A drawing from August 11, 2011 finds me at a table, at night. Instead of picturing myself at the table where I did the drawing, I have placed myself where I live much of my life, in front of  my computer, at another table. The table is the one I am writing this blog post on now, a small Parsons-style table my sister Naomi bought for herself to use to write sitting at the same spot: for many years it had a small but treasured view of the Provincetown bay, but over the years two trees have come to block that view…I used to wonder what I could pour onto the roots of the first tree in order to stunt its growth or even kill it, by the time the second one was planted smack in front of the window, the view was mostly gone. She loved that view but she would still love looking out at the sky through the leaves. She always loved the way one could see Norman Mailer sitting in his little study in both his houses here, looking out at the bay, and liked to think of herself in a company of people who have been writers in this place. We shared that love of tradition and of belonging to a place, an American place we felt that through time we could claim to belong to, I think because we also shared the trauma of displacement, one we had not experienced ourselves, but that marked our lives, that of our parents’ forced displacement from Europe.
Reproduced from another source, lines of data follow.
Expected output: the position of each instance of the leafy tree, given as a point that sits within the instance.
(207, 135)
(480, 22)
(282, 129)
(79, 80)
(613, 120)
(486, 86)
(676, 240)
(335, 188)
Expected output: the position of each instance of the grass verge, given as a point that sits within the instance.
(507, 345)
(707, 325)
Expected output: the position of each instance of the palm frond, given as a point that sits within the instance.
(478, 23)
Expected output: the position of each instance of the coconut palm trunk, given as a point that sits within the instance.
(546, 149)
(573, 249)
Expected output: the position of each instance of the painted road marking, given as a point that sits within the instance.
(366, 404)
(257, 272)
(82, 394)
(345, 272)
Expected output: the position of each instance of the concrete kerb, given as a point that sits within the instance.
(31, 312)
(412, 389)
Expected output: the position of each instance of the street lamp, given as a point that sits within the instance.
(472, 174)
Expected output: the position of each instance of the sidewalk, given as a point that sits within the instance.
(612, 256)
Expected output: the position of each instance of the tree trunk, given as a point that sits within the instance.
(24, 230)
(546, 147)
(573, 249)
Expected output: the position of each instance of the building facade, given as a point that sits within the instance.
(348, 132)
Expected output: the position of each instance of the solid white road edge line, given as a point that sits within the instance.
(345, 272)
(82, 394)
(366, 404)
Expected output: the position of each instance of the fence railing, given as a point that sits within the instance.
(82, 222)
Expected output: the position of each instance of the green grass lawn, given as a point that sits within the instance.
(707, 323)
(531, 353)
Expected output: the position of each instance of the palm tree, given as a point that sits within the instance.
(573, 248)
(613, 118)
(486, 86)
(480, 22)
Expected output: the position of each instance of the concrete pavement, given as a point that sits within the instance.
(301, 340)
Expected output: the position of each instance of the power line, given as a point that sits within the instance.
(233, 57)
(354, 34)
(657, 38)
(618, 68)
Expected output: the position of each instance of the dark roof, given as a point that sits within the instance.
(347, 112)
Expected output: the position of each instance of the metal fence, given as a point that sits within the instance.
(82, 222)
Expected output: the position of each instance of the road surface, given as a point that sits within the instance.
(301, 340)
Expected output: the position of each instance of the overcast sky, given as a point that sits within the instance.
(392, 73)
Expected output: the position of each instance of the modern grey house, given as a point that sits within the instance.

The drawing was done at another table, a jeweler’s worktable that has been in my family for about 70 years. It was my father Ilya Schor’s worktable in New York, I think perhaps as far back as the 1940s, certainly as far back as 1955. When my mother bought this house, she commissioned a young artist to build a worktable identical to it. The new table stayed in New York, and she brought the old one up here to Provincetown where she worked several months a year for the next 35 years. She always cleared and cleaned the table before her return to New York, covering it with a layer of the New York Times. The first summer after she died I felt the table should not be left alone. I put a fresh layer of newspaper down, unpacked inks, gouaches, brushes, and sketchbook. Sitting at that worktable at night in a pool of light from an ancient fluorescent desk lamp, I worked my way back into life. The worktable was an engine of creativity, a hearth. I thought of it so much as sitting down to her table and continuing that only later did I remember that it was not just her desk, but also his, the one she had sat down to, to continue the work.

Resia Schor, working in Provincetown at age 91, 2002.

Ilya, Resia, and Mira Schor’s worktable, August 11, 2013

I paint on another table where I have worked since before graduate school, next to windows with starched gauze white curtains. I would be happiest having ten such tables, I could use an infinite amount of tables, I am pea-green with envy at artists who have huge studios and giant tables (the kind you see in documentaries, where the artist’s assistant religiously brings out some work for the great man to work on) but this one, always more than half occupied with supplies, has been a place I can work.

Painting table, Provincetown, August 11, 2013

You cannot go home again, in some basic sense: today I walked past the house where I lived when my family was intact, the summers we first came to Provincetown when my father was still alive. Sometime in the 1980s I had the eerie experience of walking past the door and as a young girl came out I heard her mother call her, “Mira.” I had never met or heard of anyone with my name until Marilyn French wrote The Women’s Room, with a heroine of that name, now here was a child named perhaps for that heroine, coming out of the house I had spent perhaps the happiest times of my life. But long since the door, which opened directly to an staircase to the second floor apartment we rented, was boarded up and the entrance moved to the side. But I can sit at my father and mother’s worktable. Tables must be stable and this link to the past creates a kind of stability of tradition and time.